How the paltry 2016 debate schedule helped Clinton win the primary

There were many ways the DNC and other Democratic Party leadership tipped the scales to help nominate Hillary Clinton in 2016, but the biggest issue in my opinion was the horrendously inadequate debate schedule.

Although the DNC did eventually agree to add four extra debates near the end of the primary season – one of which never occurred – the 2016 schedule was whimpering weaksauce compared to the 2008 schedule. Throughout the 2007-2008 Democratic primary season, there were 20 debates. 20! Additionally, a whopping 12 of them happened before the first-in-the-nation Iowa caucuses. In contrast, throughout the 2015-16 primary season, only nine debates actually occurred, and only four of them happened before the Iowa caucuses.

Then-Senators Barack Obama and Hillary Clinton at a CNN debate in Austin, Texas on February 21, 2008. Photo by Deborah Cannon, Associated Press

The importance of exposure to the public through debates, especially to insurgent candidates like Obama or Sanders when challenging an entrenched favorite like Hillary Clinton, cannot be understated. In the roughly seven months between April 26, 2007 (the first Democratic debate of that season) and January 3, 2008 (the Iowa caucuses), there were 12 debates. During that time, Barack Obama rose 9.5% in the Iowa polls, with noticeable bumps upward after the July 23, September 26, and December 13 debates. While it’s impossible to prove that the debates caused these polling increases, it seems probable that the increased publicity may have played a role.

We see a similar story play out between October 13, 2015 (the first Democratic debate of this past election) and February 1, 2016 (the Iowa caucuses). About a week after that first debate in October, Sanders’ polling average in Iowa jumped from 27% to 41% before falling back down. Two weeks after the November 14 debate, Sanders’ poll numbers climbed from 31% back up to 41%. In total, between the first debate and the Iowa caucuses, Sanders’ polling numbers improved by a whopping 17%. If Sanders could pull off a 17% surge against Hillary Clinton in three and a half months with only four debates, imagine what he might’ve been able to do if he’d participated in 12! This is all based on the fairly reasonable assumption that, for strong candidates with low name recognition, exposure to the public through debates can and does bring in new supporters.

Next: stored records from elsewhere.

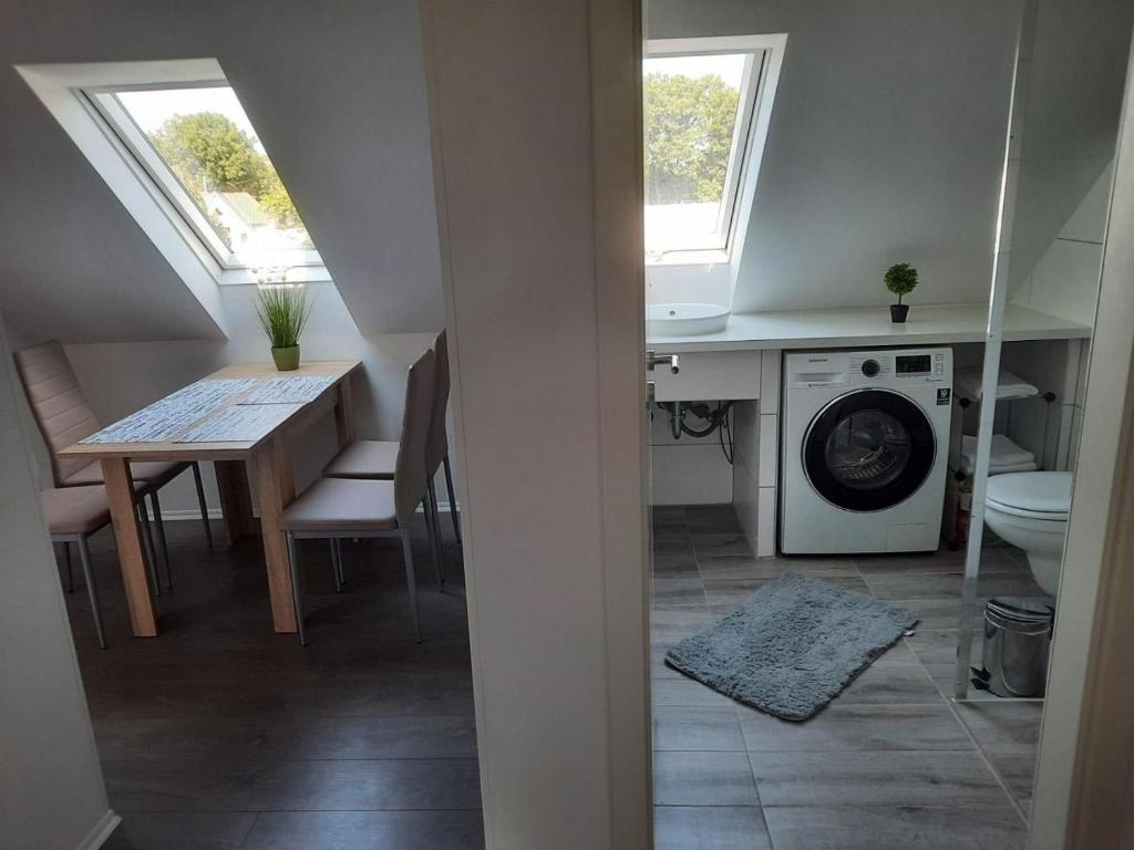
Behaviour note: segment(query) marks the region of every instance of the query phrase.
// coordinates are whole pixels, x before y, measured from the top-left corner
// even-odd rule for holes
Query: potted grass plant
[[[280,372],[299,368],[299,335],[310,316],[311,300],[302,286],[262,286],[256,290],[256,317]]]
[[[902,324],[909,313],[909,305],[902,303],[902,296],[917,288],[917,270],[909,263],[896,263],[886,270],[886,288],[898,296],[898,303],[890,305],[890,321]]]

Then-presidential candidates Hillary Clinton and Bernie Sanders argue during an NBC-YouTube debate in Charleston, South Carolina on January 17, 2016. Photo by Randall Hill, Reuters

The limited debate schedule wasn’t coincidence, either. In an April 27, 2015 email, Clinton advisor Charlie Baker points out to other Clinton campaign officials that it was in their best interests to “limit the number of debates” and “start the debates as late as possible.” Baker goes on to discuss how the other campaigns want more debates, but assures his colleagues that DNC communications officials – including Mo Elleithee, who worked on Clinton’s 2008 campaign – will announce the six-debate schedule (the Clinton team’s preferred one) before any other candidates officially enter the race.

If the Democratic Party refrains from tipping the scales like this in the future, they might just allow the voters to pick a candidate who can win a general election. Regardless of the ethical implications of a supposedly neutral body favoring one candidate over another, the party’s decision to throw its weight behind Hillary Clinton was a bad one. She was clearly the wrong candidate for the anti-establishment political moment, and now we’re all paying the price for a massive miscalculation.